Bush: Tax Cuts Growing Economy, Will Create Jobs

article top

CRAWFORD, TX (Talon News) — President George W. Bush met with his economic advisors at his ranch in Crawford, Texas on Wednesday. He expressed optimism that economic stimulus and job growth will begin as a result of his tax cuts that were passed into law earlier this year and in 2001.

“We believe strongly that the tax relief plan that was approved by Congress in ’01, and most recently in ’03, is going to have a very positive effect on economic growth and vitality,” Bush told a group of reporters after his meeting with advisors.


Bush says the $350 billion tax cuts this year, including corporate dividend tax cuts and business incentives, were directly responsible for the unexpectedly robust 2.4 percent growth in the second quarter.

The president met with Treasury Secretary John Snow, Commerce Secretary Don Evans, Labor Secretary Elaine Chao, budget director Joshua Bolten, top Bush economic advisor Stephen Friedman, White House Chief of Staff Andrew Card and others at his ranch in Crawford.

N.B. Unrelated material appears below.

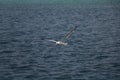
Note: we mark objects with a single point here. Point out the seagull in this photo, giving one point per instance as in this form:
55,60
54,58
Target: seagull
67,35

Bush said he would like to see Congress pass certain aspects of his tax cut bill later this year that were not included in the version of the plan that passed earlier this year. One of these provisions includes the $3,000 re-employment accounts which would provide financial assistance to those people looking for jobs. But the president stopped short of endorsing more tax cuts.

“As of this moment, we feel like the plans we have in place are robust enough to create jobs,” Bush said in response to a question about whether he would support more tax cuts this year.

Several other ideas were mentioned during the discussion regarding ways to help spur the economy to job growth. The president mentioned limiting civil suit damages, restraining federal spending, providing workable health care options for employers and pushing to make the current tax cuts permanent.

“There needs to be a strong message to Congress not to overspend, set priorities and hold the line on the priorities,” Bush said, promoting the idea of fiscal restraint for federal lawmakers.

Although the second quarter economic growth was good, economic analysts says it needs to continue on that pace to begin creating jobs. Gregory Mankiw, head of Bush’s Council of Economic Advisors, said that economic growth should be above 3.1 percent in order for unemployment to begin to fall. Mankiw predicts that the projected rate of economic growth by the end of the year will be close to 3.7 percent.

“I think you’ll see a lot of job growth in the next two years,” said Mankiw.

President Bush added that he believes “it is more likely in the upcoming year that people are going to be able to find a job” as a result of his policies.

When Bush was asked by a reporter to respond to Democrat charges regarding why so many jobs have been lost since he became president, the president spoke bluntly.

“Let me remind the listeners here about what our country has gone through,” the president began.

“There was a precipitous decline [in the stock market] in March of 2000. And that began to affect savings and money and attitude. And then the country went into a recession. The first three quarters of 2001 was a recession. And we dealt with that by passing tax relief, which made the recession one of the shallowest in history.”

Bush said he believes the economic devastation would have been much worse without the tax cuts that were passed in 2001.

“As the economy was beginning to recover, the enemy hit us on September the 11th, and that affected our economy in a big way,” Bush continued. “And then we had corporate scandals which we’ve dealt with.”

The tone of the president changed as he responded to the effect the media has had about a possible war with Iraq beginning as early as last summer.

“Some [television news outlets] would put on their TV screens that we were ‘marching to war,'” recalled Bush, noting that it began in mid-2002. “It’s hard to have an upbeat view of the world when you’re ‘marching to war.’ War is not exactly a positive thought, particularly when it comes to people willing to take risks, and consumer confidence.”

Bush concluded that despite all of these obstacles to a strong economy and job growth, the United States has survived remarkably well.

“Now the economy is — having overcome those obstacles, beginning to recover,” Bush concluded. “And, yes, I think people are going to go back to work. And I firmly believe that what we have done was the absolute right course of action in order to help people find a job.”

Bush also responded poignantly to questions about the Democrat charges of a growing deficit since he became president in 2000.

“The deficit was caused by a recession which we inherited and did something about,” the president said, reminding people that the economy began slowing before he was even elected president.

Bush also reiterated that the war on terrorism comes with a cost that is worth taking.

“The deficit was caused because we spent more money on fighting a war, and the American people expect a President to do what is necessary to win a war,” Bush said. “The American people know that I’m not afraid to lead and to make a tough decision. And I made … a series of tough decisions … to make America more secure … to make the world more peaceful and … making sure our economy grows.”